Pourquoi les Haïtiens tirent leur force du vodou ?
Son histoire est une histoire de résistance. À son arrivée à Saint-Domingue, l’esclave était déshumanisé. Le vodou a constitué un cadre de mémoire. Dans les croyances vodou, il y a les pwen, des capacités surnaturelles comme l’invincibilité face aux balles. En insufflant cette confiance, le vodou permet de résister à l’oppression. Selon la tradition, cela a servi à l’indépendance d’Haïti. Aujourd’hui encore, le vodou compense un État absent.
Quel rapport le vodou haïtien entretient-il avec le christianisme ?

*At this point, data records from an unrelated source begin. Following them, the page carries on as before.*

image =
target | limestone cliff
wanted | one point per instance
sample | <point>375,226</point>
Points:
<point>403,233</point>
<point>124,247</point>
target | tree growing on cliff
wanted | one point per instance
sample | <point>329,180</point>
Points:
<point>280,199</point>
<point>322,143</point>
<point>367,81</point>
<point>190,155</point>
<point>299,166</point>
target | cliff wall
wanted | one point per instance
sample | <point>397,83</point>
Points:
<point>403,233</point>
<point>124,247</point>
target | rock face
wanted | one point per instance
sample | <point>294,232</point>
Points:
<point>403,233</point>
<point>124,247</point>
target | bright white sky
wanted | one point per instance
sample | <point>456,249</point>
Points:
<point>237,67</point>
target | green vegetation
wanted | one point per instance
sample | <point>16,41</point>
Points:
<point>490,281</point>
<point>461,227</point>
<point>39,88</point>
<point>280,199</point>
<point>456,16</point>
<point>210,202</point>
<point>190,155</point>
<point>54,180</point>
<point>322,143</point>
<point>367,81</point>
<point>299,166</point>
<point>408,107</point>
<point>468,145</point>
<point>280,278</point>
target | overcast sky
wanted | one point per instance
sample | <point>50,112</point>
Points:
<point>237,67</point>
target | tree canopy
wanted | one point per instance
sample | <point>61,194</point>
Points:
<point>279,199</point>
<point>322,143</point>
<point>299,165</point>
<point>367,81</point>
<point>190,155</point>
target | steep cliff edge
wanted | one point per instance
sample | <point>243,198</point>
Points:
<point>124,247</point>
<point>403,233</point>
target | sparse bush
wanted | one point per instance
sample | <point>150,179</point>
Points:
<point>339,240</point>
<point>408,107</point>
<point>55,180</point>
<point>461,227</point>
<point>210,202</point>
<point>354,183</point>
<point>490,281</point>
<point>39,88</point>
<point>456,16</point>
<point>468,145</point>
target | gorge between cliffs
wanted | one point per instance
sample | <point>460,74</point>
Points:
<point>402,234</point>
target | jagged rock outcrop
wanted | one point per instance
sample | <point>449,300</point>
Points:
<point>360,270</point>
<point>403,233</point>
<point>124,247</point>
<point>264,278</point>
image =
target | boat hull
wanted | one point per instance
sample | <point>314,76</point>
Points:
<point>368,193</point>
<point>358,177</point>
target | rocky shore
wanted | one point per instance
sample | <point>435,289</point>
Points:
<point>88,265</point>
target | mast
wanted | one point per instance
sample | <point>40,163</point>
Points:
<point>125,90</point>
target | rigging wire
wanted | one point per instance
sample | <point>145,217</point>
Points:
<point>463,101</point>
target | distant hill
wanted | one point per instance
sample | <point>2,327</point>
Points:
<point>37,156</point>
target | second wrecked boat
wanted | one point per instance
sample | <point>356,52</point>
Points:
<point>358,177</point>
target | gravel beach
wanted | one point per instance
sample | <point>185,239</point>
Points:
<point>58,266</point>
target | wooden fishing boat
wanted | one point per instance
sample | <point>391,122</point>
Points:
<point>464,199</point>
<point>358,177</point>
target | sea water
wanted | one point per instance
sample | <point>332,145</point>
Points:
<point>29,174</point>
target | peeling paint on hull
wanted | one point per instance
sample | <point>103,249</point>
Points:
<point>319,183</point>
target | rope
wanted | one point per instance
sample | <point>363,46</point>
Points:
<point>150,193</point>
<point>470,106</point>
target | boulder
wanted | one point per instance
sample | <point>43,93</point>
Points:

Les Haïtiens font des aller-retour constants entre les deux. Le vodouisant est généralement un catholique, qui va à la messe et pratique les cultes des lwa. Cela donne une religion syncrétique vivante, qui mêle des pratiques animistes d’Afrique importées par les esclaves et des pratiques catholiques des colons. Dambala, le dieu serpent de la fécondité, de la bonté et de la connaissance, venu du Bénin, est associé à Saint Patrick. Legba, le messager de Dieu, que l’on retrouve au Bénin et au Togo, est associé à Saint Pierre. Depuis les années 1980, un mouvement veut réafricaniser le vodou. Ses opposants pensent qu’on ne peut pas épurer son histoire.
Le vodou a longtemps été discrédité…
Dès le départ, il y a eu des mesures punitives contre les esclaves qui pratiquaient leur religion. L’Église catholique voulait épurer les croyances de ses fidèles. À partir du XIXe siècle, toute une littérature occidentale romanesque et scientifique a noirci la réputation du vodou : c’était une religion peu évoluée dont les rites mystérieux autorisaient des pratiques cannibales et des crimes rituels. Jusqu’à l’adoption de la constitution de 1987, l’État haïtien l’a classée comme superstition. À partir de la fin du XIXe siècle, il a appuyé de violentes campagnes antisuperstitieuses de l’Église catholique. Depuis l’indigénisation du clergé catholique en 1966 et le concile Vatican II, l’Église catholique tolère le vodou au moins officiellement. Aujourd’hui, ce sont surtout les nouvelles Églises évangéliques qui manifestent leur hostilité. Un pasteur américain a encore accusé le vodou après le tremblement de terre de 2010.
La peur qu’il inspire est-elle fondée?
Il y a une part d’imaginaire importante dans la population haïtienne, qui peut conduire à des lynchages. À force de croire que les déboires du quotidien sont le fruit de la sorcellerie, des gens deviennent paranoïaques. Une partie pense que le vodou sert autant à se protéger qu’à contre-attaquer grâce à des sorciers. Mais tous les vodouisants n’incluent pas la sorcellerie locale dans le vaudou.